Like a fit/predict pattern, you can quickly “learn” a custom skill. Below, we’ll create a skill that evaluates the likelihood of buying a product from user comments on social media posts, returning a score (1–100) and a short reason. We’ll instruct the LLM to transform each comment according to our custom specifications.
from flashlearn.skills.learn_skill import LearnSkill
from flashlearn.client import OpenAI
# Instantiate your pipeline “estimator” or “transformer”
learner = LearnSkill(model_name="gpt-4o-mini", client=OpenAI())
# Provide instructions and sample data for the new skill
skill = learner.learn_skill(
df=[], #dif you want you can also pass data sample
task=(
"Evaluate how likely the user is to buy my product based on the sentiment in their comment, "
"return an integer 1-100 on key 'likely_to_buy', "
"and a short explanation on key 'reason'."
),
)
# Save skill to be used from any system
skill.save("evaluate_buy_comments_skill.json")
Input Is a List of Dictionaries
Whether you retrieved data from an API, a spreadsheet, or user-submitted forms, you can simply wrap each record into a dictionary. FlashLearn’s “skills” accept a list of such dictionaries, as shown below:
user_inputs = [
{"comment_text": "I love this product, it's everything I wanted!"},
{"comment_text": "Not impressed... wouldn't consider buying this."},
# ...
]
Run in 3 Lines of Code
Once you’ve defined or learned a skill, you can load it as though it were a specialized transformer in a standard ML pipeline. Then apply it to your data in just a few lines:
from flashlearn.skills.general_skill import GeneralSkill
with open("evaluate_buy_comments_skill.json", "r", encoding="utf-8") as file:
definition= json.load(file)
# Suppose we previously saved a learned skill to "evaluate_buy_comments_skill.json".
skill = GeneralSkill.load_skill(definition)
tasks = skill.create_tasks(user_inputs)
results = skill.run_tasks_in_parallel(tasks)
print(results)
Get Structured Results
FlashLearn returns structured outputs for each of your records. The keys in the results dictionary map to the indexes of your original list. For example:
{
"0": {
"likely_to_buy": 90,
"reason": "Comment shows strong enthusiasm and positive sentiment."
},
"1": {
"likely_to_buy": 25,
"reason": "Expressed disappointment and reluctance to purchase."
}
}
Pass on to Next Steps
Each record’s output can then be used in downstream tasks. For instance, you might:
- Store the results in a database
- Filter for high-likelihood leads
- Send them to another tool for further analysis (for example, rewriting the “reason” in a formal tone)
Below is a small example showing how you might parse the dictionary and feed it into a separate function:
# Suppose 'flash_results' is the dictionary with structured LLM outputs
for idx, result in flash_results.items():
desired_score = result["likely_to_buy"]
reason_text = result["reason"]
# Now do something with the score and reason, e.g., store in DB or pass to next step
print(f"Comment #{idx} => Score: {desired_score}, Reason: {reason_text}")
Supported LLM Providers
Anywhere you might rely on an ML pipeline component, you can swap in an LLM:
client = OpenAI() # This is equivalent to instantiating a pipeline component
deep_seek = OpenAI(api_key='YOUR DEEPSEEK API KEY', base_url="https://api.deepseek.com")

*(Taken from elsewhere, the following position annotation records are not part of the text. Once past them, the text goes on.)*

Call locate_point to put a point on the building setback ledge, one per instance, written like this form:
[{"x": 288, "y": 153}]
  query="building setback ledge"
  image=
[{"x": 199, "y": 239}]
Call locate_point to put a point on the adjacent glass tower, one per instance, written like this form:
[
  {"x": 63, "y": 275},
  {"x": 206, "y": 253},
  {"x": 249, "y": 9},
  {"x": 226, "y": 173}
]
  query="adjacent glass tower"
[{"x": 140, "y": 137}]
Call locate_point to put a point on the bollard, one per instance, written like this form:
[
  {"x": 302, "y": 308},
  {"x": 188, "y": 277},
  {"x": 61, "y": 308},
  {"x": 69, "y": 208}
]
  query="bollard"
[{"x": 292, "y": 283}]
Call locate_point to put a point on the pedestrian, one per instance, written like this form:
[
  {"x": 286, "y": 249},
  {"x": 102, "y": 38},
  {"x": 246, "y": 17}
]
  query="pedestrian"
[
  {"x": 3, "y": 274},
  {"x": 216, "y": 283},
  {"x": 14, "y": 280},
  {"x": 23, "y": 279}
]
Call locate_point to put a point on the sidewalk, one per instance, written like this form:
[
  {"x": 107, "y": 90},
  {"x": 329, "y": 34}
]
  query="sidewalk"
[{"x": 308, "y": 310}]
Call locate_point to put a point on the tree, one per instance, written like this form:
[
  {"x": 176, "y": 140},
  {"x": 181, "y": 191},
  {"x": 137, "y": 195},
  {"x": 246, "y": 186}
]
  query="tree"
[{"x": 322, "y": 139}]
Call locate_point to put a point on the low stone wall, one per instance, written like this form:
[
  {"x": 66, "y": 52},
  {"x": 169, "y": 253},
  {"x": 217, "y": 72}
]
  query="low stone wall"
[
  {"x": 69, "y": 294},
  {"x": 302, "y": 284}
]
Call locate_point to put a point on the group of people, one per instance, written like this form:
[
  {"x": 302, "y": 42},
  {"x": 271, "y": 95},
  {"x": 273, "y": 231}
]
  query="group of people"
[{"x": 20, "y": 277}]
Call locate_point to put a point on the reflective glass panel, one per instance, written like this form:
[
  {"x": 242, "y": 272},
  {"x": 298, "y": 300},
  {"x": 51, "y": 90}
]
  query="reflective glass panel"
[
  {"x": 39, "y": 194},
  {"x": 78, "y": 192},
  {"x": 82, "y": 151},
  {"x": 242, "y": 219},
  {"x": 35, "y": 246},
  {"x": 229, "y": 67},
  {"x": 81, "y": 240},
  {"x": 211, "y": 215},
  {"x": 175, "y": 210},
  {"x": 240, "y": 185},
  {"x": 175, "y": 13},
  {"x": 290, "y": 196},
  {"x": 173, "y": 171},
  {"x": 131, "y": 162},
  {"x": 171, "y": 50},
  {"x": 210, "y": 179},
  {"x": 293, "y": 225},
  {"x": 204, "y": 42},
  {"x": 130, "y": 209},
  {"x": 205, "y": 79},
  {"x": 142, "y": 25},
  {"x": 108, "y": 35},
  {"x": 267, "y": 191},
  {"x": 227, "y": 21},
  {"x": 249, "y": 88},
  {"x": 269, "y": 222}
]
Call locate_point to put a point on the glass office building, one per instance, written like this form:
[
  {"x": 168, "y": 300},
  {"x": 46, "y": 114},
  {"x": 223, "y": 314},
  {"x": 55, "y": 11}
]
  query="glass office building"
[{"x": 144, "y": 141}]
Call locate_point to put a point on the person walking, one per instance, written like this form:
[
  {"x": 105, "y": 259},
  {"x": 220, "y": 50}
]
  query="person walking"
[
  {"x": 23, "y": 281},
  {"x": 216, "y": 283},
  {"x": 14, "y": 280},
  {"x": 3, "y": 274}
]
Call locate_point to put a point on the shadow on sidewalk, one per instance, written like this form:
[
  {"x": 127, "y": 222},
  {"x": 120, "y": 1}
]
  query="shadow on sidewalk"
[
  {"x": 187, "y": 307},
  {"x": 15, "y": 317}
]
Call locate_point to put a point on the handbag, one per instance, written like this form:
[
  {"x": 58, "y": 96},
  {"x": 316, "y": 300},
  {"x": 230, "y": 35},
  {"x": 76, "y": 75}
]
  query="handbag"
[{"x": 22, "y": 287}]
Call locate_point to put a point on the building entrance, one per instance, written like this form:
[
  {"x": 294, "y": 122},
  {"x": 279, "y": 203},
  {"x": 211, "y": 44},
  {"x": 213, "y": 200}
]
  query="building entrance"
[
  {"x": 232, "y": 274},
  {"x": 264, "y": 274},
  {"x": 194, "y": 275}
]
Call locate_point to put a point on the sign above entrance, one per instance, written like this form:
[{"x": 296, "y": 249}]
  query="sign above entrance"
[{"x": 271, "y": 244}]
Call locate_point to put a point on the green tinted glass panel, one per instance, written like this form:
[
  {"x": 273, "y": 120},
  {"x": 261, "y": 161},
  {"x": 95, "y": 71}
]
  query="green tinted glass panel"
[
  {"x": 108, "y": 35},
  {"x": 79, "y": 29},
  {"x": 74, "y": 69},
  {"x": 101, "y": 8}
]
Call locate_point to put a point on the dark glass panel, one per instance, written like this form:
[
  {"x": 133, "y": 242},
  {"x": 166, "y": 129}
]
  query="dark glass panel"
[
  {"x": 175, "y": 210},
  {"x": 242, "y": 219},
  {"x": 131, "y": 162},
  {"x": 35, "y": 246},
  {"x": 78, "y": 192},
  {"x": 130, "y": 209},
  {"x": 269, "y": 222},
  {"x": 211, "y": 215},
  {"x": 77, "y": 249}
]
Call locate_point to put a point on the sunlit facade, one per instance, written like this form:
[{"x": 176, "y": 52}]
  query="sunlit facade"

lite_llm = FlashLiteLLMClient() # LiteLLM integration Manages keys as environment variables, akin to a top-level pipeline manager
ollama = OpenAI(base_url = 'http://localhost:11434/v1', api_key='ollama', # required, but unused) # Just use ollama's openai client
KEY IDEA: JSON in, JSON out
Examples by use case
-
Customer service
-
Finance
-
Marketing
-
Personal assistant
-
Product intelligence
-
Sales
-
Software development
I really hope this lib will simplify integration of LLMs into your existing pipelines!